For fiction-lovers, there are new novels from Ben Okri, Edna O'Brien and Michael Frayn, and a collection of stories from Patrick McCabe. Macmillan is publishing what the author Colin Dexter claims is his last Inspector Morse, The Remorseful Day. Jose Saramago, last year's Nobel Prize for Literature winner, sees his latest novel, All The Names, translated by the Harvill Press.

The autumn brings new poetry from Carol Ann Duffy and Anne Michaels, the Orange Prize-winning author of Fugitive Pieces, plus a new volume of collected poems from Craig Raine.
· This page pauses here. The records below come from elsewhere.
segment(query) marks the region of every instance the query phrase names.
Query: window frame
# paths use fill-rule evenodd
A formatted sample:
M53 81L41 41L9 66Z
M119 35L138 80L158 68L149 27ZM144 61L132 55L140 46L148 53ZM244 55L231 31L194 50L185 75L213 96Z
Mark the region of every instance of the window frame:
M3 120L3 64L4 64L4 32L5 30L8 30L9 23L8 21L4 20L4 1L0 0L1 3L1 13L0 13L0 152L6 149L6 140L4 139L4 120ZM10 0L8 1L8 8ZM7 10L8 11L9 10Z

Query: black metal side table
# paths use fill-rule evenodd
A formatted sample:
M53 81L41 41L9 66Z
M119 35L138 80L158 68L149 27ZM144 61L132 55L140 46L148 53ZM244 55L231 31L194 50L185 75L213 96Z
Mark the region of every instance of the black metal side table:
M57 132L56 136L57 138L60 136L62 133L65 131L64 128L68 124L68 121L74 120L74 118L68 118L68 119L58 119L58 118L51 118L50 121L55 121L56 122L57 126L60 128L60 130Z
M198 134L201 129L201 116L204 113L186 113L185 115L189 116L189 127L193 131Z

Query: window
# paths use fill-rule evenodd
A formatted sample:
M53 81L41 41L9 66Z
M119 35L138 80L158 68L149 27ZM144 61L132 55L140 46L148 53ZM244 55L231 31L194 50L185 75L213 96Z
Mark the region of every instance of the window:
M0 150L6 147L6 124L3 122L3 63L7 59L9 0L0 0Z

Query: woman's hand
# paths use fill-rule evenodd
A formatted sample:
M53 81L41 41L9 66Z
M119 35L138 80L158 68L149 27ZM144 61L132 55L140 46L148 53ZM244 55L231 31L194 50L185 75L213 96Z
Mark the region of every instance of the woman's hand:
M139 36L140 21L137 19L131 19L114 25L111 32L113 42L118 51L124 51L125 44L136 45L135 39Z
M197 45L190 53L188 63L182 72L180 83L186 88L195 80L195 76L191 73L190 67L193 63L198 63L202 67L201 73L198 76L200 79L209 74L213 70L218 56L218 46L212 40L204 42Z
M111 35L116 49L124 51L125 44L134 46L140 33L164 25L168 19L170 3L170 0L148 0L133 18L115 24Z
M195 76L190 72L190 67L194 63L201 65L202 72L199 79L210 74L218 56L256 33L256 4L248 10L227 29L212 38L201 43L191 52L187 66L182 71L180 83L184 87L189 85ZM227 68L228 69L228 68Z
Michael Grade reveals the secrets of his life in television in an autobiography, It Seemed Like A Good Idea At The Time (Macmillan), while P D James's memoirs, Time To Be In Earnest, are published by Faber in November.

Vaclav Havel, the Czech playwright and politician, the actors Michael Caine and Robbie Coltrane, and pop's Mr Miserable, Morrissey, are among the targets for biographers. Fred Kaplan turns the spotlight on the cultural critic and novelist Gore Vidal in an authorised biography which Vidal has waived his right to see before publication. And the writer Frederic Raphael releases his memoir of Stanley Kubrick, the notoriously secretive film director with whom he worked for 30 years. Expect some insights into Eyes Wide Shut, the movie starring Tom Cruise and Nicole Kidman, which Kubrick was fine-tuning when he died earlier this year.

Among publishing's range of the eclectic is the story of the "pop cult city" of Manchester and the tale of the coelacanth, a 400-million-year- old living fossil. Peter Chapman, a journalist and former goalkeeper for Leyton Orient juniors, tells The Goalkeeper's History of Britain (Fourth Estate). Meanwhile, Stephen Glover, the media commentator and former editor of The Independent on Sunday, reveals Secrets of the Press (Penguin). Not too many, we hope.